- Born: October 26, 1829 Stockholm, New York, United States
- Died: February 20, 1913 (aged 83) Warren Point, New Jersey, United States
- Education: Office of Solyman Brown, Baltimore College of Dental Surgery
- Known for: Developer of Orthodontic treatments and Cleft Palatal therapy
- Medical career
- Profession: Dentist
- Institutions: Private Practice
- Sub-specialties: Orthodontics

= Norman William Kingsley =

American dentist (1829–1913)

Norman William Kingsley (October 26, 1829 – February 20, 1913) was an American dentist and artist in the 19th century. He was a major contributor to the early development of orthodontic treatments and cleft palate therapy. He designed fixed and removable inclined planes to correct Angle Class II malocclusions. He designed the first soft-rubber palatal obturators, which enabled patients with cleft palate to enjoy normal speech and function. In 1880, he was the first to introduce the concept of "jumping the bite for patients with a retruded mandible".

==Early life==
He was born in October 1829 in Stockholm, New York. During his childhood, he migrated to states such as Vermont and Pennsylvania in order for his father to find a job, ultimately returning to upstate New York. He was the eldest of six. At age 15, he left school to work as a store clerk and a bookkeeper.

At age 20 his uncle, Albigence W. Kingsley, who was a dental physician in Elizabeth, NJ introduced him to dentistry. In 1850, Kingsley spent six months at his uncle's practice learning about the job.

==Career==
In 1852, he started practicing in New York City at the office of Solyman Brown. Brown influenced Kingsley through his talents as a sculptor and writer. Kingsley eventually opened up his own practice in Manhattan. In 1871, he received his Honorary degree from Baltimore College of Dental Surgery.

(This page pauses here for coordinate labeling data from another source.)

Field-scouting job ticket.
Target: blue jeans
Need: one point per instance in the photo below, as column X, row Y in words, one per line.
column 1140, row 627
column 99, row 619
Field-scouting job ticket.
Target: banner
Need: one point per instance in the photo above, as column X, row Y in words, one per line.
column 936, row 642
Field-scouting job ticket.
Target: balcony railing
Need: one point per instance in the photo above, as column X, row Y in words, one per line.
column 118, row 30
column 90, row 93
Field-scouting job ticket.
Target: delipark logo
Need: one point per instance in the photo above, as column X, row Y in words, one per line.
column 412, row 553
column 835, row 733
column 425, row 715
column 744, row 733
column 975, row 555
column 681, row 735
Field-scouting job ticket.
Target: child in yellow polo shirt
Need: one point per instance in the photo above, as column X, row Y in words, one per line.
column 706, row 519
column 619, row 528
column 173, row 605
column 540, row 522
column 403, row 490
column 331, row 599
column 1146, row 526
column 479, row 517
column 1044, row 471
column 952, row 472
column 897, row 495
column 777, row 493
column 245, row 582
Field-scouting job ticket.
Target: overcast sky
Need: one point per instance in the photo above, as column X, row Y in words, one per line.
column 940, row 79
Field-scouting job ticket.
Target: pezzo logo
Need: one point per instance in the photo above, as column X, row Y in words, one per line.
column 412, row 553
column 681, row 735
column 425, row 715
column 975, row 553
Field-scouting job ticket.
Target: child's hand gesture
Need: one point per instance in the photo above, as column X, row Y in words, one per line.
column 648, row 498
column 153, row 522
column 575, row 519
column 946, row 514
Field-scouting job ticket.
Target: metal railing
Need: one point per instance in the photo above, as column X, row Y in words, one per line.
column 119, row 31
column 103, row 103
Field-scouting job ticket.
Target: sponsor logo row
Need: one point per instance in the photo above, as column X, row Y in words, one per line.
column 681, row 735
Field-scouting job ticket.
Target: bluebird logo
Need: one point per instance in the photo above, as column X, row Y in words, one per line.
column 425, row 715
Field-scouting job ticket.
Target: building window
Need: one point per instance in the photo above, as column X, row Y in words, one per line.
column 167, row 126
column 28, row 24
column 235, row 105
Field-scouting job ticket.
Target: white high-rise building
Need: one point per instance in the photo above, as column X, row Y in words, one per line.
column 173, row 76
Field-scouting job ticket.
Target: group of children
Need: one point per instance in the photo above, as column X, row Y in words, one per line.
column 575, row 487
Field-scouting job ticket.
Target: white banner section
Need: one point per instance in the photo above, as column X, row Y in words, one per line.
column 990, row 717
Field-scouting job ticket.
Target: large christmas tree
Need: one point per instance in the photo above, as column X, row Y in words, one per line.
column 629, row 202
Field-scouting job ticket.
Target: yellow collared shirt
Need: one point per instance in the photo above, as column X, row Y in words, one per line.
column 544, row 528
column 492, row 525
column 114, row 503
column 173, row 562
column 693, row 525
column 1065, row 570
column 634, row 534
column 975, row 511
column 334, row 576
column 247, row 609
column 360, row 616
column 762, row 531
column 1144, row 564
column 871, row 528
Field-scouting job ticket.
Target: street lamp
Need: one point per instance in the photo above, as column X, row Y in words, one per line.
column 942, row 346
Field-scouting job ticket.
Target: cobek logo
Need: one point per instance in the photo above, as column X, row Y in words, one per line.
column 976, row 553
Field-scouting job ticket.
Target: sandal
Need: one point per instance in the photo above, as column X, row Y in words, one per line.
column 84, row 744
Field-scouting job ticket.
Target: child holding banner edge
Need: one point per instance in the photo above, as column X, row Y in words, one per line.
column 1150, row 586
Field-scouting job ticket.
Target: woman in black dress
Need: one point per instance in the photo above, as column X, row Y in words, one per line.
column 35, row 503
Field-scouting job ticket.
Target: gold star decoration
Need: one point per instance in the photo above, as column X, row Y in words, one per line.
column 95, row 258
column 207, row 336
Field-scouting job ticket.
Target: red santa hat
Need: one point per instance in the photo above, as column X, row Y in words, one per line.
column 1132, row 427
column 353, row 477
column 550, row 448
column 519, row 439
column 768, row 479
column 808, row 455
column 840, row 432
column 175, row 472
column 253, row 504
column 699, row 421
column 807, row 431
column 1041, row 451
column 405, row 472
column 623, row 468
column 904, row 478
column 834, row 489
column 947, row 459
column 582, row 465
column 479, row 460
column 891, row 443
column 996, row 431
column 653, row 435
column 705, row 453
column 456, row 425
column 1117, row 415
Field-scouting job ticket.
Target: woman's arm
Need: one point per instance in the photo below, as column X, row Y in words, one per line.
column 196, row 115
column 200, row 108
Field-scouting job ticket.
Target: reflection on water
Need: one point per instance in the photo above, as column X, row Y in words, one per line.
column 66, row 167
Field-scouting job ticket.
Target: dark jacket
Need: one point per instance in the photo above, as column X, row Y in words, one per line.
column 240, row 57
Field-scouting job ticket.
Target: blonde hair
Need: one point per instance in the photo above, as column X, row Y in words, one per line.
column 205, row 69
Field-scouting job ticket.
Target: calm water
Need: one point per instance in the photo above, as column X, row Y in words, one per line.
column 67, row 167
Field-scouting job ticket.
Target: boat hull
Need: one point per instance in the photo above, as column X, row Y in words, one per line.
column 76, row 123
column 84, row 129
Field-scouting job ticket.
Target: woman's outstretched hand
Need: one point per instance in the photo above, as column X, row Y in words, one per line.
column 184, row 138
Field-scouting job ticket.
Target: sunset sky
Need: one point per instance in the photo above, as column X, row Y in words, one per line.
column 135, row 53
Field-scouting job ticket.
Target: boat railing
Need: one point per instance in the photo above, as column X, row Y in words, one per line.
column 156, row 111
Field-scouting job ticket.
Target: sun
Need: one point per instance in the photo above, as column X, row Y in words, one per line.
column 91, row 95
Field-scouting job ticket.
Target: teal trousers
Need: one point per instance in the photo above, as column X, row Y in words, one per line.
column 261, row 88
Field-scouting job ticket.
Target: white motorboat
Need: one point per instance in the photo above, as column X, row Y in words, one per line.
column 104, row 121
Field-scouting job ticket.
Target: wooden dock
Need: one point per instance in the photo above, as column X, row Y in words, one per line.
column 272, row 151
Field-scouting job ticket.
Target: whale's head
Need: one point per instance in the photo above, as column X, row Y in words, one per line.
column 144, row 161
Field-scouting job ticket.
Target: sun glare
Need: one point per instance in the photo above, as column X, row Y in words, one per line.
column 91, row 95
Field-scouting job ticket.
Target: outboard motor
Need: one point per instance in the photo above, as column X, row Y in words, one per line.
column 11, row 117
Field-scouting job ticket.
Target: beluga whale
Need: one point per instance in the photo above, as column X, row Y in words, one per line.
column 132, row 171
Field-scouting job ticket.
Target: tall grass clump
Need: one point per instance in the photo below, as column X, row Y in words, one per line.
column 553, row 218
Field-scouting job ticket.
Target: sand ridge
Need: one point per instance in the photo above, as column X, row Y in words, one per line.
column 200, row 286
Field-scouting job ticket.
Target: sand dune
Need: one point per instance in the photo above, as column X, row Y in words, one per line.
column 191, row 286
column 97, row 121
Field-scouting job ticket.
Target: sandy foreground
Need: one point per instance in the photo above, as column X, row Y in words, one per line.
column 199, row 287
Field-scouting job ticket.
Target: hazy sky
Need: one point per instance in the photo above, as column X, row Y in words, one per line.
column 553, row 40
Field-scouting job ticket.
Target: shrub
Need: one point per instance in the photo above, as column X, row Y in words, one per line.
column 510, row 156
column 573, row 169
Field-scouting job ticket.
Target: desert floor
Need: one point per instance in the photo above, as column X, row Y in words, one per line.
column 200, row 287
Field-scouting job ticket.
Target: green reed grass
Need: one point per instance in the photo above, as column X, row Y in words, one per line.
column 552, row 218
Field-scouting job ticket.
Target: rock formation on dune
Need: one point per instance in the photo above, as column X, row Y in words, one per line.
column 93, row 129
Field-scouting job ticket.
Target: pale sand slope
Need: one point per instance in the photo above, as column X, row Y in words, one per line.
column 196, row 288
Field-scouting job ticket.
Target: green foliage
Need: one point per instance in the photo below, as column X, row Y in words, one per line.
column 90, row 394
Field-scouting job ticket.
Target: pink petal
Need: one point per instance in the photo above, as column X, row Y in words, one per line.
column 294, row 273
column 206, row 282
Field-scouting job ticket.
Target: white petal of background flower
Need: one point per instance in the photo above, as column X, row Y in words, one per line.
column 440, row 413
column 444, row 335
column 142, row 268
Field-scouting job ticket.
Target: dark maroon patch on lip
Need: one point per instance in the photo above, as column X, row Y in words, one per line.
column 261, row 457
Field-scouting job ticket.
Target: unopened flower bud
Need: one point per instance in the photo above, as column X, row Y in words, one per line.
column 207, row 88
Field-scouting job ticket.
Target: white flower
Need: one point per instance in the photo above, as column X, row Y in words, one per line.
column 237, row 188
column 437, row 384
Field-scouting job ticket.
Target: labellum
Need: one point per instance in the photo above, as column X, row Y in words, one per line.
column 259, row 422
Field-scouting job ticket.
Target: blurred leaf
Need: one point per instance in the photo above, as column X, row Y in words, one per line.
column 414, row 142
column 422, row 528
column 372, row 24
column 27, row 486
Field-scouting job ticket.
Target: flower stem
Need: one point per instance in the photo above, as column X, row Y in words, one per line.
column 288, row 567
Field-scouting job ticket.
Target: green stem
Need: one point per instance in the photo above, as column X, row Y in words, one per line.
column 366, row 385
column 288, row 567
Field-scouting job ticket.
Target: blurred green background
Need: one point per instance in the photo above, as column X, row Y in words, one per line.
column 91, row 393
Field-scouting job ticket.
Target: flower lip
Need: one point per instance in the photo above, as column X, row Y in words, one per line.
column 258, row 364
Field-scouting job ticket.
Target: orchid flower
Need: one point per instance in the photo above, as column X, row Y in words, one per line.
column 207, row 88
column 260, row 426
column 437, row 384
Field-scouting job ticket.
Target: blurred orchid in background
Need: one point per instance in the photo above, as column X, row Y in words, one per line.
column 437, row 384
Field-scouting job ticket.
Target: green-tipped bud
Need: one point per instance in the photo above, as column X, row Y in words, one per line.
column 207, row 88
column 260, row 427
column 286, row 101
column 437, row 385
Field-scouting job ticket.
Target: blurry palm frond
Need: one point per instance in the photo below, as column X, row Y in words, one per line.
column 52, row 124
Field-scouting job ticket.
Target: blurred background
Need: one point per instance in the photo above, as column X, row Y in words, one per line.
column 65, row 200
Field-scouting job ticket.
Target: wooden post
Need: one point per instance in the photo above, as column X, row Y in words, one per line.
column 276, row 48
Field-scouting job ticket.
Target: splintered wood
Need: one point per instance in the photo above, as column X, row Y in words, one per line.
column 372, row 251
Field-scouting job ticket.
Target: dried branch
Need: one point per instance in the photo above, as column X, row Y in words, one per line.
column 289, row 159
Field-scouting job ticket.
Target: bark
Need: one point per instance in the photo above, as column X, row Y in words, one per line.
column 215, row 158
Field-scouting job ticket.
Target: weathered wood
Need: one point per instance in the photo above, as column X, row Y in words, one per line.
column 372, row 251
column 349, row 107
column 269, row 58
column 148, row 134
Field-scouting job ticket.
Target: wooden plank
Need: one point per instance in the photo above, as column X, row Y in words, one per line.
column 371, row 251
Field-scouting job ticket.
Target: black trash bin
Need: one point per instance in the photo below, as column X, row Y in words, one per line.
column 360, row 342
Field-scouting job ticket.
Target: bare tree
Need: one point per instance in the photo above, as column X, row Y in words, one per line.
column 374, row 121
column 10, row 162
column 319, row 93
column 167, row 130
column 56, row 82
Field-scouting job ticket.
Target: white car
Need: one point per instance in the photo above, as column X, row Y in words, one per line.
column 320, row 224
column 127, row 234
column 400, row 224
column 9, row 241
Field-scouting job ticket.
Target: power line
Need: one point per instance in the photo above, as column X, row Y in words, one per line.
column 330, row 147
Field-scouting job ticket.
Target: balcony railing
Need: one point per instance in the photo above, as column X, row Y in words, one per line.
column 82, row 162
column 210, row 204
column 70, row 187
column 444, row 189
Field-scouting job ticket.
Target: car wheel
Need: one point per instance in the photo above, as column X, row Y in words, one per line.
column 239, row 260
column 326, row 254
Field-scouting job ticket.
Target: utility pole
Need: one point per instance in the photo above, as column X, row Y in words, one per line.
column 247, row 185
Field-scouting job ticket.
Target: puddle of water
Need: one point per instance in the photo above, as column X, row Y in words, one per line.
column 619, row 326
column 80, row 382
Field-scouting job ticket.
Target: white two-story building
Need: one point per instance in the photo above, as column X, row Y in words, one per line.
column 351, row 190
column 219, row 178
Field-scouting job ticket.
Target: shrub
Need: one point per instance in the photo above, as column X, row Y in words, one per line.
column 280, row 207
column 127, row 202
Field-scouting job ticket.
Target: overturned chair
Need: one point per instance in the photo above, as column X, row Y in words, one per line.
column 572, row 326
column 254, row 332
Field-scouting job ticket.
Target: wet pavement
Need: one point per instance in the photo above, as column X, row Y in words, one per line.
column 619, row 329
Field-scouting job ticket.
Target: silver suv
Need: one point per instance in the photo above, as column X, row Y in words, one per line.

Kingsley attained skills in sculpturing and was known for his crafts in crafting dental prosthesis. He won two gold medals in a row at World's fair Competitions in New York City (1853) and Paris (1855). He published a report of the case of a child with a V-shaped alveolar arch, in 1858 in the New York Dental Journal. In 1859, Kingsley created an artificial palate of soft vulcanized India rubber for his first patient with a cleft palate. He eventually moved into teaching and founded the New York College of Dentistry, serving as its first dean from, 1865 to 1869. Kingsley was also known for his work related to the vulcanite palatal plate, which consisted of anterior incline that allowed a person to bite forward with their lower jaw. His appliance was later modified by Hotz and was known as Vorbissplatte.

In 1880, he published a textbook, A Treatise on Oral Deformities as a Branch of Mechanical Surgery, which was published in New York and later in Germany and Britain. This was the first comprehensive textbook that talked about orthodontia and dental treatments. It discussed the etiology, diagnosis and treatment planning that should underlie the practice of a working orthodontist. The textbook was the first to discuss cleft palate treatment in terms of orthodontics.

He was a prolific writer with over 100 articles on cleft lip and palate rehabilitation.

He retired in 1904 in New York City.

==Death==
Kingsley died in Warren Point, New Jersey, on February 20, 1913.